Editor’s Note: Milwaukee attorney Diane Slomowitz spent the past two weeks in St. Petersburg teaching Russian students about U.S. law. This week, she relates her initial culture shock and her efforts to reach out to the students during her first week.

I have completed my first week of teaching at the Herzen Pedagogical University in St. Petersburg, Russia, under the auspices of the Center for International Legal Studies. I am teaching a class in trade secret/misappropriation law to 33 students for two hours each weekday. I also taught a class on the U.S. educational system to adult students in the evening.

My teaching has been overshadowed by the culture shock of being an American, with only rudimentary knowledge of the Russian language and culture, in this large Russian metropolis. The inability to readily communicate infuses every task, from communicating with the hotel desk clerk, to buying food or asking for directions.

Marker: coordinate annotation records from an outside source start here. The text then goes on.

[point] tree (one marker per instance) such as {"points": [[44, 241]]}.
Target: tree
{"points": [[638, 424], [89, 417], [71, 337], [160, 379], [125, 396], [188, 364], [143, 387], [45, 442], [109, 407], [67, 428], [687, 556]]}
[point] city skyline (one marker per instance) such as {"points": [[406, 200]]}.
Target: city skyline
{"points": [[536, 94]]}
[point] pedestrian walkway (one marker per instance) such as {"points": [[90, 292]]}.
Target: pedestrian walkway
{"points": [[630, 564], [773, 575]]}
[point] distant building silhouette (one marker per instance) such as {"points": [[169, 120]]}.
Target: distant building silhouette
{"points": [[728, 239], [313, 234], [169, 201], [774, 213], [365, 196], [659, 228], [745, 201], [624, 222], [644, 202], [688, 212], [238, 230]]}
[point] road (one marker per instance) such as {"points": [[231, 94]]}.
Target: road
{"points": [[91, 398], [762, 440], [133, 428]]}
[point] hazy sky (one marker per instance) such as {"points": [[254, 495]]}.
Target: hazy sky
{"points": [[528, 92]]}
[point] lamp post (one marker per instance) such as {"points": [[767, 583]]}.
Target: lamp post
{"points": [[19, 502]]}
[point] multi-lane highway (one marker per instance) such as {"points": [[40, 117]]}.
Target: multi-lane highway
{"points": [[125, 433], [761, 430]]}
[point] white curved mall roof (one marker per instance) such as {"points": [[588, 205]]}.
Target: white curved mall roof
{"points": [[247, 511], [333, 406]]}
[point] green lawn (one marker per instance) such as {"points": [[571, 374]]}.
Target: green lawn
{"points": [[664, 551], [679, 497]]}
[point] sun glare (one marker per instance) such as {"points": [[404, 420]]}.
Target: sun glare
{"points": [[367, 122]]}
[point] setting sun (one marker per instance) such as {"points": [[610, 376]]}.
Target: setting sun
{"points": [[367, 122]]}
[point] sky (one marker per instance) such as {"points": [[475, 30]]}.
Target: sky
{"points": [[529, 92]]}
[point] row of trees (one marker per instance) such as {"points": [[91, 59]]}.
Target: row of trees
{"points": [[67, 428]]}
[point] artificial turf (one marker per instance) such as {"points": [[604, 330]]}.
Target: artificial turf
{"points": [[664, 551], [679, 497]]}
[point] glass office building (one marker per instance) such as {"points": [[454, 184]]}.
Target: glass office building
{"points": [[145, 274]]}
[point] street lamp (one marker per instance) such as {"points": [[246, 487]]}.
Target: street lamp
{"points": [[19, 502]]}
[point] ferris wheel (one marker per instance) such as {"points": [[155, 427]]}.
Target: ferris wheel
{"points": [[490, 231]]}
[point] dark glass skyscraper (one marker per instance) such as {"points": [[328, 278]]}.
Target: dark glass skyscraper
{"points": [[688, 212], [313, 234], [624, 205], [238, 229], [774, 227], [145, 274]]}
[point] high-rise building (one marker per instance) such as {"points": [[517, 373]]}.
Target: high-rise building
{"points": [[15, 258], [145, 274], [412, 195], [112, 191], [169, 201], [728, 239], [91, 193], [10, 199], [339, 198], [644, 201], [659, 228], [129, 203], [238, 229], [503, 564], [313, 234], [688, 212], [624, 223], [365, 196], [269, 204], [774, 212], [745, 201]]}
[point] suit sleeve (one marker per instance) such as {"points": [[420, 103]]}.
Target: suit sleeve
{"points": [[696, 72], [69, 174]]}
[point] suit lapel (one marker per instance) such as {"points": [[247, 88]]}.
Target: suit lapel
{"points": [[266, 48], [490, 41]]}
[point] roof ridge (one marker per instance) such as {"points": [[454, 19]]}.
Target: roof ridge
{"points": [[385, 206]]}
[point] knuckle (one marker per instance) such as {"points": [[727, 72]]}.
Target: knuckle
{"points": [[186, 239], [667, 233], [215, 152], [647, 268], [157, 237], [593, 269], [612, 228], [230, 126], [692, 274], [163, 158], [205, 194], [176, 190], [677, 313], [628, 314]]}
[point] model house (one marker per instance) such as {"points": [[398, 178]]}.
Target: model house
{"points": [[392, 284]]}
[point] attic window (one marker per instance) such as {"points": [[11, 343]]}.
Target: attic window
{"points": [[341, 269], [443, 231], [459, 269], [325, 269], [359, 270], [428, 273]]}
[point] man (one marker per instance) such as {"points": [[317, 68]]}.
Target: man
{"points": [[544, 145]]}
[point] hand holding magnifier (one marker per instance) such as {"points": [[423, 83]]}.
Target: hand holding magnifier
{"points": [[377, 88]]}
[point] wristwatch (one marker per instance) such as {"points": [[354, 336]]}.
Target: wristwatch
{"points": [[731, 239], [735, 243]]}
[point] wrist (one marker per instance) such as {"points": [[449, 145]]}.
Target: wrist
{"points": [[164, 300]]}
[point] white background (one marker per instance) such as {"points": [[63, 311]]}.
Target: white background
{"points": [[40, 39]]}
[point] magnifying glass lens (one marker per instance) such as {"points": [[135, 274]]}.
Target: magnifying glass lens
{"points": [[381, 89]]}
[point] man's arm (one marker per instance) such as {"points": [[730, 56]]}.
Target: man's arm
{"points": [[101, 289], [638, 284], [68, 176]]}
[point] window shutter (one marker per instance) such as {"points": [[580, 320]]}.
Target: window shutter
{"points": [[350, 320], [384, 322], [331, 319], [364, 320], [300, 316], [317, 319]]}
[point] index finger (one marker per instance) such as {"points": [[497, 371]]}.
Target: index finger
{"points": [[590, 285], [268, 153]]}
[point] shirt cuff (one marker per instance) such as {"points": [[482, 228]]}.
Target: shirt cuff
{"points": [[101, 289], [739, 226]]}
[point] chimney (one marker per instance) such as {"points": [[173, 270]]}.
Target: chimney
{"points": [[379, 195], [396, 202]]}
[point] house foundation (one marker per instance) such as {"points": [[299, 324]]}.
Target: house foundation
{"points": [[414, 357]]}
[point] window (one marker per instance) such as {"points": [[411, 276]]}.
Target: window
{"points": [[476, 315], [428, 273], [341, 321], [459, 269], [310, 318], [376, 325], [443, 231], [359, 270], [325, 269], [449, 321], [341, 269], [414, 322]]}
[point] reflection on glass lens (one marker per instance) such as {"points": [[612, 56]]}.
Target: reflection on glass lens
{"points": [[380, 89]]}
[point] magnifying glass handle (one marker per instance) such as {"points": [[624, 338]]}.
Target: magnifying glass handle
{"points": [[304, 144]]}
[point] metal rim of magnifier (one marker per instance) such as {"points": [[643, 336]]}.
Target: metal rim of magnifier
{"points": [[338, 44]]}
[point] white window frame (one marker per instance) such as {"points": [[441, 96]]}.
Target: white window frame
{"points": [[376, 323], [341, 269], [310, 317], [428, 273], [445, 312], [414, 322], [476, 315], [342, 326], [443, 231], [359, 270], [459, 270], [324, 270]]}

That culture shock, however, is more than offset by the unqualified luxury of being in the center of such a glorious city. The landmark I use to find my way home is the series of semicircular columns of the grand Kazan Cathedral. The Hermitage Museum is 15 minutes away on foot. The mosaic-filled Church of Our Savior on the Spilled Blood, built on the site of a czar’s assassination, is even closer to my hotel than the Hermitage. Huge statues are everywhere. I can trace Dostoevsky’s steps from “Crime and Punishment.” I am living in history.

But I came here to teach, and that is what I have been doing. While the university mostly trains educators, many of my students in the school of management will become private business managers. I have had to adapt my lesson plans to the fact that my students are not training to become lawyers. So I am focusing on employment issues which management would face in any environment, U.S. or Russia.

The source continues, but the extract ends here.